A soft, warm smile painted her face as she placed her hand on her womb. She felt the jubilee of Elohim’s blessing inside her, anxious to join their siblings. Her heart stirred. She could hardly remember life before her children. A life without the sleepless anxieties or the unmatched heights of gladness.
She loved this time of the evening in this place. The sun about to drop to the land like a ripened fruit. The daily task of gathering the strange provision of Elohim completed. This day’s work double. Enough for the night and for the coming Sabbath. She was ever more grateful for the day of rest as she was increasingly wearied by her coming child. She was so thankful for a place to dwell for so long. For the first time in many years, this place felt like home. Looking around the rocky hills and the tall grasses along the water bank she was flushed with an ache for home. Her mind drifted to the days of her youth when she too would splash into the life-giving waters of the river. Colorful fish and frogs darting by her legs. Closing her eyes she inhaled with a dreamy anticipation that she would enjoy the scent of that place. The pure, white lotus. Abundantly painted about the edges of the river and the shadows of the palaces. Where now tread the feet of young girls too young to have known the terrors and wonders of the deliverance of the children of Israel. “Was this the only way to go? Could freedom, dominion and peace not be found in the land of our birth?” Whispered her heart.

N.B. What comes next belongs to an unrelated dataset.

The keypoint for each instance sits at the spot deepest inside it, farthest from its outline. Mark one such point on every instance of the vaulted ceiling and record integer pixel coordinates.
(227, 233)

“Could this be home?” She wondered. “Might your people stay and know this place? Could your pillar of smoke stay every day, your tower of fire every night and not lead us through barren places? Happiness can be had here. A life of stability. Surely this is good enough.”
The bank began to fill with promised seed of Abraham. Cleansing and refreshing themselves for the coming day of rest. She chuckled to herself, an echo of Sarah’s laugh. “Who can comprehend your promises, Adonai? Who are we to you?” Again her child jumped within. This, the first of her children who would be born out from under the whip of their oppressors. But to what end? For a life of vagrancy? Wandering the land like sheep and goats.
The sky began to melt. Shades of the fruits she had tasted in the springs of long ago. She brushed her chin, her mind teased at the memory of the sweet juices that once trickled down. “Are we going home? Is there a long rest? Will You always deliver us from our enemies? Can I look into my children’s eyes and tell them with faith in my heart that You are leading us to the promise?”
The first stars began to pierce the violet expanse. She called to her children. Each named for a promise of Elohim. They gathered to her and helped her from the rock. Making their way to the tent they could not help but look with fear and awe at the swirling, luminous majesty that descended down over the tabernacle in the middle of their transient city. A glorious shepherd's staff to guide and guard His children. At the entrance of her tent she paused. For a tender moment, her heart was stilled from the aches of the past and the tremblings of the future. And there it offered up on the alter it’s silent hopes, it’s quiet gratitude. For the promised.